A point on the Scilly Isles known as St. Mary's Pulpit. (Wikimedia Commons)
A point on the Scilly Isles known as St. Mary’s Pulpit. (Wikimedia Commons)

The book states that Strabo, a 1st century Greek geographer and history, wrote about the Scilly Islands and his description does not mention such a land. This suggests Lyonnesse may already have submerged if it existed and the reports of Lyonnesse’s churches would be erroneous.

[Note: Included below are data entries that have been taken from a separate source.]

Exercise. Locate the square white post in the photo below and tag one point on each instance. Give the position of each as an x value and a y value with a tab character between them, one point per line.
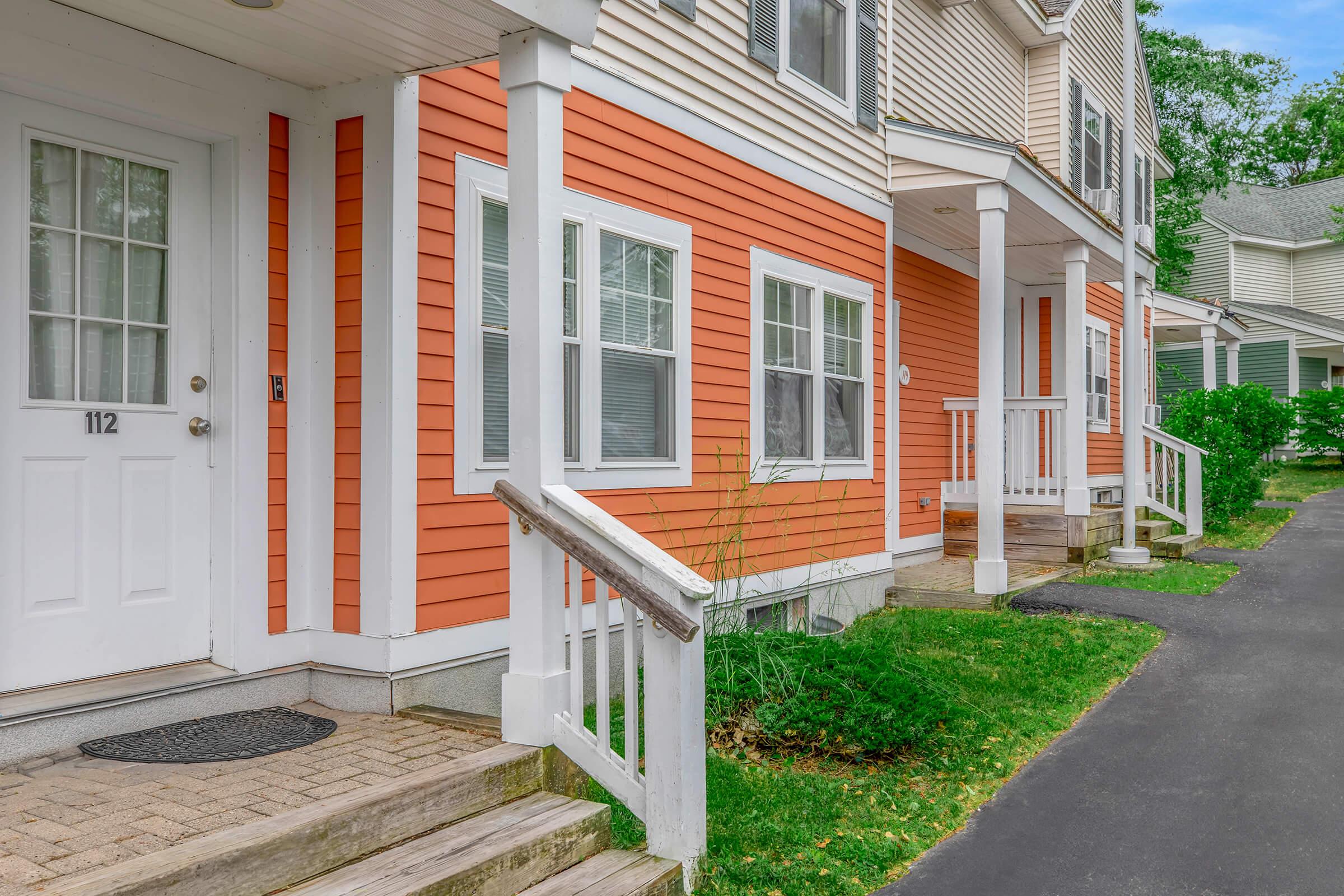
1234	362
991	566
1208	343
1132	366
535	72
1076	389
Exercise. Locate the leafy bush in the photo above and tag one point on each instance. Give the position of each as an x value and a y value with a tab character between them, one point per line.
783	691
1320	422
1237	425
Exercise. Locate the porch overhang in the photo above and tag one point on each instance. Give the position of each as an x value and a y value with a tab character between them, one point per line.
337	42
933	194
1182	320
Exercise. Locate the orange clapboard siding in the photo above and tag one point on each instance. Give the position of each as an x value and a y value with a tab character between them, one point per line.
348	311
615	153
277	363
940	335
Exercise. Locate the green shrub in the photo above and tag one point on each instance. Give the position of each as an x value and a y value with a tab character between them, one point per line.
773	691
1320	422
1237	425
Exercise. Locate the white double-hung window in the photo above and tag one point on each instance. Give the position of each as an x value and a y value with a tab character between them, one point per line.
811	371
1097	371
626	385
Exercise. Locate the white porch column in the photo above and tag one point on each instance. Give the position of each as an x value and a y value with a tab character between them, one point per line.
1074	386
1132	386
1234	362
1208	338
535	72
991	566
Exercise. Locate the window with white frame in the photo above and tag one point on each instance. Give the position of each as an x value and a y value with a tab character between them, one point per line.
811	371
1094	144
1097	371
818	52
626	287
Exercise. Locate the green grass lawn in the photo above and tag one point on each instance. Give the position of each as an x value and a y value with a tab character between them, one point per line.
1300	480
803	825
1178	577
1249	533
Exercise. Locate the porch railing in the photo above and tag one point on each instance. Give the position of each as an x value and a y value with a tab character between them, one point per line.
667	790
1034	449
1175	481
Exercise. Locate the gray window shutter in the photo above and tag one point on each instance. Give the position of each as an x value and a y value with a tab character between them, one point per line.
1148	190
764	32
867	62
1108	153
682	7
1076	136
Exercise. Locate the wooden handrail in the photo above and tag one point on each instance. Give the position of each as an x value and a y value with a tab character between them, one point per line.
663	613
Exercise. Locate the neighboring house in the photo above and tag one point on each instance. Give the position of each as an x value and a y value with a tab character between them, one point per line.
1262	255
301	284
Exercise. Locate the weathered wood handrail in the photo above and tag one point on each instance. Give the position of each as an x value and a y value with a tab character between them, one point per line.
663	613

Ancient Romans inhabited the Scilly Isles and spoke of it as a singular land mass rather than multiple islands, supporting the idea that the land was later submerged. In Dorothy Dudley’s, “Excavations on Nor’nour in the Isles of Scilly, 1962–6,” published in the Journal of Archaeology in 1967, she wrote that there is evidence for the early and gradual submergence of the archipelago. Roman coins dating up to the 4th century A.D. were found on the isles during these excavations in the ’60s. It is also clear that the isles were inhabited as far back as 1200 B.C. by various settlers including some migrating from Brittany, northern France.

The Case for Lyonnesse Being Off the Coast of France

Lyonnesse may have referred to the region around Saint-Pol-de-Léon in Brittany, France, according to the Encyclopedia Britannica.

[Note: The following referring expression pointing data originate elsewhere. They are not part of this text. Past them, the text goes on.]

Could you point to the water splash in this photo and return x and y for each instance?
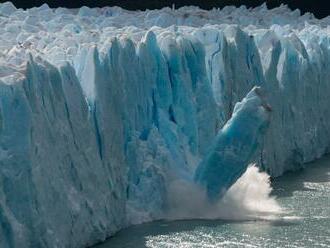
(248, 199)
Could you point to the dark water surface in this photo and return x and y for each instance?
(305, 196)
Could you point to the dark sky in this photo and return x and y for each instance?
(320, 8)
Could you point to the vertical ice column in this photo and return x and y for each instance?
(234, 145)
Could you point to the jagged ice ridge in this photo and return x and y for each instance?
(101, 109)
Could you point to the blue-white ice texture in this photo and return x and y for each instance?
(101, 109)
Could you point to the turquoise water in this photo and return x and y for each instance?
(304, 195)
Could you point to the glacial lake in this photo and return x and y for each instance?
(304, 195)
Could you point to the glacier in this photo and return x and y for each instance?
(101, 110)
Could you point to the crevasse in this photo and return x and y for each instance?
(101, 109)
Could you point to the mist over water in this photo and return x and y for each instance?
(248, 199)
(304, 193)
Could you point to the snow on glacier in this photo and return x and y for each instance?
(102, 110)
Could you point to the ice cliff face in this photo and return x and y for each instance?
(101, 109)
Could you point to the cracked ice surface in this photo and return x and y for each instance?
(101, 108)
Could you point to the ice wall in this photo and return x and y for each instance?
(101, 109)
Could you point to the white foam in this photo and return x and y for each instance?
(248, 199)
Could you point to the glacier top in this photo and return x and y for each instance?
(59, 34)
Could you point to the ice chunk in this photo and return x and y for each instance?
(235, 145)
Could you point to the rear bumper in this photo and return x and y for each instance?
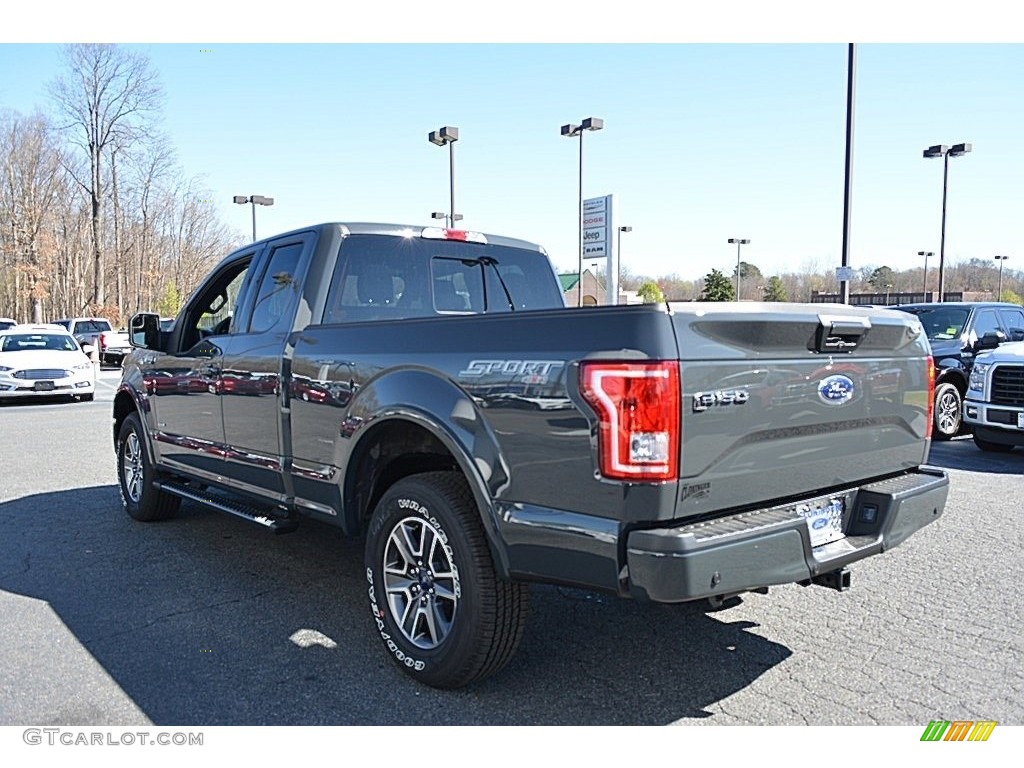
(772, 546)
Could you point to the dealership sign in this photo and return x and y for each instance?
(597, 228)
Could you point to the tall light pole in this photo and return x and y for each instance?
(619, 262)
(448, 135)
(924, 288)
(944, 152)
(998, 292)
(738, 243)
(851, 86)
(255, 200)
(571, 130)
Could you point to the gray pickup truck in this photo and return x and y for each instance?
(428, 390)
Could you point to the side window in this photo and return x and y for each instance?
(217, 312)
(1013, 321)
(210, 313)
(984, 322)
(279, 290)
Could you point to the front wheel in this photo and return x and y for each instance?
(135, 475)
(444, 615)
(948, 411)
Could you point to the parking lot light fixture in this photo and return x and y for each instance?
(998, 291)
(945, 152)
(924, 288)
(254, 200)
(448, 135)
(739, 242)
(619, 256)
(571, 130)
(449, 220)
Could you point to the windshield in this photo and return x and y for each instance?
(941, 324)
(388, 278)
(25, 342)
(91, 327)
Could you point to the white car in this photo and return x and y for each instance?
(37, 360)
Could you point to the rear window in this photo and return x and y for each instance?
(27, 342)
(940, 324)
(388, 278)
(91, 327)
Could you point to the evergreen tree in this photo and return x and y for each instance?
(650, 293)
(717, 288)
(775, 291)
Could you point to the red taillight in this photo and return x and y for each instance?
(638, 408)
(931, 397)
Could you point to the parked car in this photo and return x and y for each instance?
(994, 404)
(39, 360)
(86, 330)
(113, 347)
(956, 332)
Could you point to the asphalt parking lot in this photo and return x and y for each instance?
(205, 620)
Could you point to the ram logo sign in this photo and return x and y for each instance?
(958, 730)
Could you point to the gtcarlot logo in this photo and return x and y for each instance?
(71, 737)
(958, 730)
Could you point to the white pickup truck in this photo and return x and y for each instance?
(994, 403)
(113, 347)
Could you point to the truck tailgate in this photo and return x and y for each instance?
(778, 400)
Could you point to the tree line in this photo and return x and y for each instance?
(96, 216)
(970, 275)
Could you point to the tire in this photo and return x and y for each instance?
(948, 412)
(993, 448)
(135, 476)
(442, 612)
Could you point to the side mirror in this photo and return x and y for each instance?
(144, 331)
(990, 340)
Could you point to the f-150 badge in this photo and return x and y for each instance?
(705, 400)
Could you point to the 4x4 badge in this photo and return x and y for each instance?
(836, 390)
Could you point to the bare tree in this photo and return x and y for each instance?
(30, 184)
(104, 99)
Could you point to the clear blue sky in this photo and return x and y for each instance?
(701, 141)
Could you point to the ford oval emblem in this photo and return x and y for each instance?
(836, 390)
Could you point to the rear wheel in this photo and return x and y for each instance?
(439, 606)
(994, 448)
(135, 475)
(948, 411)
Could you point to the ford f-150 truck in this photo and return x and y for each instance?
(428, 389)
(994, 404)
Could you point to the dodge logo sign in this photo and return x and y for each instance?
(836, 390)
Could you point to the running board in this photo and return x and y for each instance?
(231, 507)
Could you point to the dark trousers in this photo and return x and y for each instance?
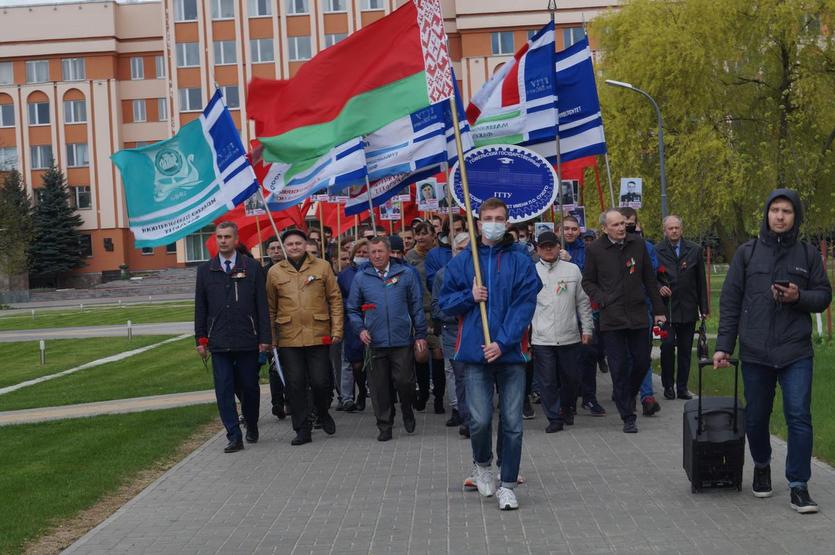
(306, 368)
(391, 368)
(435, 367)
(558, 371)
(678, 345)
(236, 371)
(628, 352)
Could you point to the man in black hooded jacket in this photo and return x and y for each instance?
(773, 285)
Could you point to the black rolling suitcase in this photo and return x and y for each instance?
(714, 438)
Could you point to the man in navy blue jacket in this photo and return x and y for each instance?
(385, 306)
(232, 323)
(511, 285)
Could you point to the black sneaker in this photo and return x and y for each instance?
(801, 502)
(527, 408)
(762, 482)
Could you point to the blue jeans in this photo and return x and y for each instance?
(796, 384)
(236, 371)
(481, 381)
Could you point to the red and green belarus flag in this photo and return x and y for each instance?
(387, 70)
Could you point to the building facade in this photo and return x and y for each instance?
(80, 81)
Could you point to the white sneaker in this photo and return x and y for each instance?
(507, 499)
(484, 480)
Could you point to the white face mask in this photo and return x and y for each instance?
(493, 231)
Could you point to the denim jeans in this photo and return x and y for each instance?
(796, 384)
(481, 380)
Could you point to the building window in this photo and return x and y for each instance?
(330, 40)
(258, 8)
(502, 42)
(41, 157)
(8, 158)
(185, 10)
(85, 245)
(80, 197)
(572, 35)
(72, 69)
(37, 71)
(196, 250)
(188, 54)
(298, 48)
(191, 100)
(262, 50)
(231, 96)
(6, 115)
(297, 7)
(75, 111)
(38, 113)
(6, 73)
(223, 9)
(137, 68)
(139, 113)
(225, 52)
(159, 67)
(329, 6)
(77, 155)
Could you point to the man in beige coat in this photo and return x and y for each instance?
(307, 317)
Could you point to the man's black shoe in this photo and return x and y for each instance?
(234, 447)
(801, 502)
(629, 426)
(554, 427)
(408, 419)
(252, 434)
(278, 410)
(301, 438)
(762, 481)
(328, 425)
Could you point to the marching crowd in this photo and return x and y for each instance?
(403, 320)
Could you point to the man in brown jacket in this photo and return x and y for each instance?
(618, 275)
(307, 316)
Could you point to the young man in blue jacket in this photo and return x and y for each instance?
(384, 306)
(510, 286)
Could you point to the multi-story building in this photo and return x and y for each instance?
(80, 81)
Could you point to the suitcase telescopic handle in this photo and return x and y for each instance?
(708, 362)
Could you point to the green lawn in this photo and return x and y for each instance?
(180, 311)
(22, 359)
(171, 368)
(720, 383)
(54, 470)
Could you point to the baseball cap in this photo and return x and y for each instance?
(547, 238)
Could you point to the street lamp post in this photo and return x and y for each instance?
(664, 211)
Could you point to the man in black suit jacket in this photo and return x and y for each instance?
(685, 294)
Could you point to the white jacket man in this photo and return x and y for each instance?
(556, 336)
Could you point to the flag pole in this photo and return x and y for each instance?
(462, 168)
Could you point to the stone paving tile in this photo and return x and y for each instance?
(590, 489)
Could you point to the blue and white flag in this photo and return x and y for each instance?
(519, 104)
(177, 186)
(342, 167)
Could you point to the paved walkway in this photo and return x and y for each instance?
(591, 489)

Interestingly, Epoch Times learned of a similar tale of a sunken land in Brittany. The city is known as Ys or Ker Ys. The story varies slightly, as such stories do, from version to version, but essentially it tells of King Gradlon of Brittany who built a splendid city by the sea for his daughter, Dahut.

Dahut’s moral degeneracy, however, was the downfall of the city. It is a tale like that of Sodom and Gomorrah in the Bible and like many other tales of sunken or devastated lands in history wiped out by divine forces for their decadence and degeneration.

Dahut would take a new lover to bed every night and have each one murdered the next morning, the bodies of these men thrown into the sea. A man dressed in red appeared in the city to woo her, and she fell in love. She was convinced by him to hand over the keys to the bronze floodgates that held the sea at bay, protecting the city. This man of mystery then opened the gates and the ocean rushed in, destroying the city and submerging it forever.

The king, a good man, was the only one to escape, aided by a saint and a magical horse.

Another legend related to Lyonnesse tells of Trevilian (or Trevelyan), the sole survivor of a dramatic deluge, whose white horse carried him to safety. The National Coastwatch Institution (NCI), a volunteer organization that watches the UK shores, wrote on its website: “The interesting link with reality is that the Vyvyans, one of the most famous Cornish families and landowners in Penwith for centuries, still have as their family crest a white horse saddled … an artistic reminder of that famous white horse from Lyonnesse. It’s also said the Vyvyans keep a white horse in their stables at Trelowarren, on the mainland saddled and waiting for any such crisis.” 

Although the NCI reports that in the late 1900s people said they caught glimpses of city remnants below the water, and some have said pieces of buildings have been hauled up by fishermen, it seems no concrete evidence of the lost land have been obtained and studied. 

Unfortunately, much of what we can piece together about the submergence of the Scilly Isles or any other land in this region depends on alternately conflicting and overlapping legends. The truth on which the Arthurian legends may have been based is a wider debate. It seems that various authors told the story of King Arthur (and his associates, such as Tristan and Lancelot) from varying perspectives throughout history, perhaps resurfacing actual events from the past but recasting them in a setting and manner relevant to the authors’ contemporaries.